Brian McCreath Yeah. Your most recent recording is Song, and it's just got this fantastic variety, this fantastic collection of pieces, and I just wonder what it took to bring together those selections. There's got to be a lot of other music that you love as well. But what was it that you were looking for as the sort of guiding principle for Song?

Sheku Kanneh-Mason Yeah, yeah, it was sort of a process of sort of putting together all of the pieces of music on the album, because it is quite a variety in terms of style, in terms of instrumentation and the different collaborations that I was with on that album, but it was an enjoyable experience. I basically just, with the theme of song and vocal sounding music, I basically pulled together a selection of some of my favorite music, and music that I've grown up loving and means a lot to me for that reason, music that's quite new to me and I want to explore more. And I think, yeah, it's lovely to be able to pull together all of those influences that I have in one place.

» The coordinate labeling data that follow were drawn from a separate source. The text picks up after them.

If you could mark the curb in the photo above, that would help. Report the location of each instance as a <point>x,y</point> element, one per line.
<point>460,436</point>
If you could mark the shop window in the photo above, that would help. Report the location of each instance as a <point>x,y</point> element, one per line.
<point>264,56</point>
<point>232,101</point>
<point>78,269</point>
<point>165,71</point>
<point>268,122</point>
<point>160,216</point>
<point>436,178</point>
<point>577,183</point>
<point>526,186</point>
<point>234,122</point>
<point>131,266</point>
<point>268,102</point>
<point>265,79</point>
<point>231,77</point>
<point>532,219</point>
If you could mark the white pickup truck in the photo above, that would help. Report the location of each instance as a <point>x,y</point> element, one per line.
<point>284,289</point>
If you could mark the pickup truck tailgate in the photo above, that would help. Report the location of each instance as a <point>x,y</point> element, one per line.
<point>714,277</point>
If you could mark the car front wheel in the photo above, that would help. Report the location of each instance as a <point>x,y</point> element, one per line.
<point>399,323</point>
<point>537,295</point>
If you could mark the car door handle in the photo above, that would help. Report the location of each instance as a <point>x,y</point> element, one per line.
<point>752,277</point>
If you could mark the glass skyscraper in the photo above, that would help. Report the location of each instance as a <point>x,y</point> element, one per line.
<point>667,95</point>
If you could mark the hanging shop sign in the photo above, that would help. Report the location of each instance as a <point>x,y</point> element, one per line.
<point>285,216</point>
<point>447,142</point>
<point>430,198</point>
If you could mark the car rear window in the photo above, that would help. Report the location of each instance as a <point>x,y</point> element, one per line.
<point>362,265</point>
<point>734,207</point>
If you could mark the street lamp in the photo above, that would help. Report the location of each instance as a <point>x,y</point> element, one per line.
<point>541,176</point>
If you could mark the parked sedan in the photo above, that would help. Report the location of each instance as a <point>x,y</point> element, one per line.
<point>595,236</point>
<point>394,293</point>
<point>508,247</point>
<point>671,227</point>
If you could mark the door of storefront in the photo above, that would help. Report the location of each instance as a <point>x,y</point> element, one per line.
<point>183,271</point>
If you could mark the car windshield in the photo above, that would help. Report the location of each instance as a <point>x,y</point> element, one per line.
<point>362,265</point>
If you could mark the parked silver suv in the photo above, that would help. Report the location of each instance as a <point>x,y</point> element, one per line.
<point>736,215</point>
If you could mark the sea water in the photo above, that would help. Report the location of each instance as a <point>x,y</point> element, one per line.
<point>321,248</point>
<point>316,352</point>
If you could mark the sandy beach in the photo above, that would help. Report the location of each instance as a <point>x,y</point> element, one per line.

Brian McCreath Yeah, absolutely. Now you've been on the road, just being a guest artist in so many places for a number of years now, here in the United States and throughout Europe and probably everywhere else too. I'm curious because that's a life that a lot of people don't live in quite the same way. What's your way of getting to know a city? Do you prefer to come into a place that you've only been a few times and just sort of like focus on your work and stay, you know, in a sort of like place where you're really all about the work. Or do you get out and see the city? Do you have ways of sort of approaching that issue?

Sheku Kanneh-Mason It depends. I mean, it depends how much, while I'm in a place, how much work I feel I need to do. But ideally, yes, I try to at least see something in the place. Often it's best to just ask someone who has lived here or who is who is from there. And quite often that's the case. I'll know someone either who is living here or has lived there or can recommend a few things, but often also to just walk around on my own. I quite like being in a new city on my own because you can explore things at the pace that I want to. And so that's actually quite nice. But also, yeah, being on my own, I also have to make effort to get to know people, get to know people in the orchestra and things like that. I find very helpful as well.

Brian McCreath Yeah, sure, sure. Well, Sheku Kanneh-Mason, it's so good to have you back in Boston and here with the Boston Symphony for the first time. I really appreciate some of your thoughts today. Thanks a lot.

Sheku Kanneh-Mason Massive pleasure. Thank you.